Milly, a little flushed and excited by the story, tried to say sedately: “Of course it isn’t true. It couldn’t be–true–“
“Let’s wish it to be true–” Ostrander said, “all three of us, with our eyes shut–“
With this ceremony completed the little girls were advised gravely to go to bed. “If Fluffy Ruffles and old St. Nick come by and find you up they won’t stop–“
“Won’t they?”
“Of course not. You must shut the door and creep under your quilt and cover up your head, and if you hear a noise you mustn’t look.”
Milly eyed him dubiously. “I think it is a shame to tell Pussy such–“
“Corking things?” He lifted her chin with a light finger and looked into her innocent eyes. “Oh, Milly, Milly, once upon a time there was a Princess, with eyes like yours, and she lived in a garden where black swans swam on a pool, and she wore pale-green gowns and there were poppies in the garden. And a Fool loved her. But she shut him out of the garden. He wasn’t good enough even to kneel at her feet, so she shut him out and married a Prince with a white feather in his cap.”

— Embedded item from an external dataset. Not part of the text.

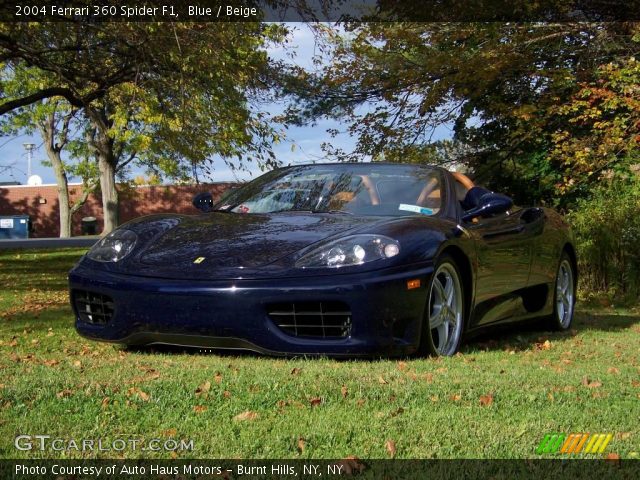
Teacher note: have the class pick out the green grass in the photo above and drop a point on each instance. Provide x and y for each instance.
(496, 399)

He had a chuckling sense of Whiting as the white-feathered Prince. But Milly’s eyes were clouded. “I don’t like to think that she shut the poor Fool out of the garden.”

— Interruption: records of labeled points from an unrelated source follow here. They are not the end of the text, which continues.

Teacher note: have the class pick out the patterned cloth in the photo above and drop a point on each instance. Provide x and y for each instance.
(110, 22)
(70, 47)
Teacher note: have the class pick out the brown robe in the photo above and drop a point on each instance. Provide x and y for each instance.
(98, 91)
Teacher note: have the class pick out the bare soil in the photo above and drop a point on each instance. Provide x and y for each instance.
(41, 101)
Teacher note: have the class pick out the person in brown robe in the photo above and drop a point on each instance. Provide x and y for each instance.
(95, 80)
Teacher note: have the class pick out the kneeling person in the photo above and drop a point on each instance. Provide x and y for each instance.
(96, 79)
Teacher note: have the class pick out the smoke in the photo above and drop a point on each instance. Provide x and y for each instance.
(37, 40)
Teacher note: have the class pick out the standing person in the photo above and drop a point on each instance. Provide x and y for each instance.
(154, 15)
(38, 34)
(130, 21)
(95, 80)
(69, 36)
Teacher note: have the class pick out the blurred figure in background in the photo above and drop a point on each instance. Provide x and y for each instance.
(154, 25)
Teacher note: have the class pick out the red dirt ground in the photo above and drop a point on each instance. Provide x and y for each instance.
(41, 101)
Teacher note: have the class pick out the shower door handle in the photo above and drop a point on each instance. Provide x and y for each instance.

For a moment he cupped her troubled face in his two hands. “You dear kiddie.” Then as he turned away he found his own eyes wet.
As he started up-stairs Pussy peeped out at him.
“Wouldn’t it be–corking–to see a Fluffy Ruffles doll–a-walking up the street?”
In a beautiful box up-stairs the Fluffy Ruffles doll stared at him. She was as lovely as a dream, and as expensive as they make ’em. There was another doll in blue, also as expensive, also as lovely. Ostrander could see Milly with the blue doll matching her eyes.
There were toys, too, for the baby. And there was a bunch of violets. And boxes of candy. And books. And there were things to eat. Besides the fruits a great cake, and a basket of marmalades and jellies and gold-sealed bottles and meat pastes in china jars, and imported things in glass, and biscuits in tins.
Ostrander, after some consideration, opened the tin of biscuits and, munching, he wrote a note. Having no paper, he tore a wrapper from one of the boxes. He had the stub of a pencil, and the result was a scrawl.
“MY DEAR WHITING:
“It was I who borrowed your car–and who ran away with your junk. I am putting my address at the head of this, so that if you want it back you can come and get it. But perhaps you won’t want it back.